Country Jukebox Jury EPs: Penny Jayne Black, Joe Martin and The Outlaw Orchestra

Penny Jayne Black – Early Works

Penny Jayne got in touch with me wanting to send over a four-track set called Early Works. The funky Gone is excellent as Penny Jayne doesn’t want to be taken for a fool; she spits out the lyrics with her voice high up in the mix with a light twang. I’m Fine is driven by a Keith Richards-type riff over which the singer assures her beau that nothing’s wrong apart from everything. Tanya Tucker seems a big influence, as well as Miranda Lambert, and any male listener can take home some useful points about how to treat a woman especially when she says everything is fine.

Steel Horse is an ode to cars which rhymes ‘tyres’ with ‘desires’ and features some great melody lines that nag after the brilliant ending. Fire in a Belly sees Penny Jayne reach the depths of her vocal range and I imagine this will be a fun song to play live. The four tracks are impressive, especially Gone and Steel Horse, and an album beckons soon.
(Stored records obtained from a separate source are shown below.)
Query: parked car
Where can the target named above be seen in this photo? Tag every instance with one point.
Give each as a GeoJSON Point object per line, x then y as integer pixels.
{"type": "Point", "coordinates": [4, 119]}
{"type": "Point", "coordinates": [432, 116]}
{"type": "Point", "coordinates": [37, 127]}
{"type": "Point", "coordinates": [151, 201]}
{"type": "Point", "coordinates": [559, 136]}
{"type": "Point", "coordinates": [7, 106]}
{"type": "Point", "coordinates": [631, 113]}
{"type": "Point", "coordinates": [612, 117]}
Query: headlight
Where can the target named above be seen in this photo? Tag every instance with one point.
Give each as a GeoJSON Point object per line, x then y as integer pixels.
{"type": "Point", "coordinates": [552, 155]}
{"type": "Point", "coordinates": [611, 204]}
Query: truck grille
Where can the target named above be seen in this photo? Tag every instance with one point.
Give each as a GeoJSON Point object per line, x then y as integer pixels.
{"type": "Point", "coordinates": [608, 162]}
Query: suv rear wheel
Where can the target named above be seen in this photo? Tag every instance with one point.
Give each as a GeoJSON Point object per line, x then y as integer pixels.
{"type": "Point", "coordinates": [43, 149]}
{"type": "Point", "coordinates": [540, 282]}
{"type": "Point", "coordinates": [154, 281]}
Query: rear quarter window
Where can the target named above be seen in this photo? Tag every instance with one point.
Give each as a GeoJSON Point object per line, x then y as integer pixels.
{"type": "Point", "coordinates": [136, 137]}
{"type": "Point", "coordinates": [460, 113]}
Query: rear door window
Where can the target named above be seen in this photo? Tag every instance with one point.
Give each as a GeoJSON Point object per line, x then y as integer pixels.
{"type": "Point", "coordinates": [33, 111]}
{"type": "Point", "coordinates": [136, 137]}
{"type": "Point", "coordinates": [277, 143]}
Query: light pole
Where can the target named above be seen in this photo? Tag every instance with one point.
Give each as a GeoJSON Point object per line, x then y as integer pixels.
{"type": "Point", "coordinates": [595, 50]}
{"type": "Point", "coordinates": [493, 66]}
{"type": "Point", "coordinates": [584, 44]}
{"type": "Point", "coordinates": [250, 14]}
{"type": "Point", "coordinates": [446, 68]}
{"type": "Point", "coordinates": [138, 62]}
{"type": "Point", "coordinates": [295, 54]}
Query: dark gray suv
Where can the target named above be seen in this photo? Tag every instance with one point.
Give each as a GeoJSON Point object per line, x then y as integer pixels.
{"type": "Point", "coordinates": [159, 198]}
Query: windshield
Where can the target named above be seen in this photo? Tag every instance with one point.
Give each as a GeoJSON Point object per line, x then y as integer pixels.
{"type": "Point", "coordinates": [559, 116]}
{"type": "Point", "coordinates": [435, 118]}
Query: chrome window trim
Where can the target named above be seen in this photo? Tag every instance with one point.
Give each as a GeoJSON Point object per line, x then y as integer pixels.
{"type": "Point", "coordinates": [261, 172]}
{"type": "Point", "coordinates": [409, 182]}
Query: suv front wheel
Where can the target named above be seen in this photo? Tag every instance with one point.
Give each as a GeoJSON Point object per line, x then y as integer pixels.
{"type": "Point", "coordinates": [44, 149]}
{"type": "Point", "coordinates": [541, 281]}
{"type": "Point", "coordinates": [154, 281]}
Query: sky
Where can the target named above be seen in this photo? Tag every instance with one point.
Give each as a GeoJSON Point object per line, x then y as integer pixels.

Joe Martin – Bound for Lonesome

Joe recorded the five tracks with Lauren Housley and CJ Hillman, two of the best musicians in Britain, and the press for the EP comes with a quote from the New York Times, who saw his set at the Bluebird Café in Nashville. I love Heartbreak Cult and the power-chord driven Doesn’t Rain in LA, so it’s great to hear the other three tracks on the project, which will be part of his live set.

Forgotten Country Song lopes between bars of three and bars of four, showing sophisticated songwriting, while Joe remembers a ‘crazy trip’ to Austin with an ex. Thus his life is a ‘sad forgotten’ song which he now sings. Very meta, very country.

More Than Just Your Loving opens with some Hillman steel and a melancholic set of chords over which Joe remembers that same ex, I reckon, while he looks at his new girl. We’re privy to the thoughts in his head: he’s not ‘unfaithful’ but that’s not quite true, because reminiscin is keeping him awake. Take Me Home Tonight closes the EP with some brushed drums, reverbed guitars and a lyric set in a bar where Joe doesn’t ‘need you’. The middle eight elevates the song to another plane but I won’t tell you why, as does the falsetto note he hits in the final verse. This is a supremely good EP that will soundtrack my summer. Buckle & Boots awaits.

The Outlaw Orchestra – Under The Covers

The band have already released a great EP of hard rockin country this year. Their next trick is a six-song EP with six versions of classic country and rock from before 1980.

House of the Rising Sun incorporates the famous organ part underneath an austere interpretation which turns the triple-time feel of the Animals’ hit version into 4/4, even throwing in a Spanish translation of the title. It’s odd hearing a male voice take on 9 to 5, but the band don’t destroy it and I am sure Dolly would charge a glass.

There are very good straight covers of both For What It’s Worth and Long As I Can See The Light, songs which are 50 years old! Waylon’s Good Ol Boys opens with some slide guitar and is one which will light up the band’s live set, while their take on the Stones’ country ballad Sweet Virginia (from Exile on Main St) is tremendous.

Perhaps the second volume can comprise hits of the 1980s and 1990s!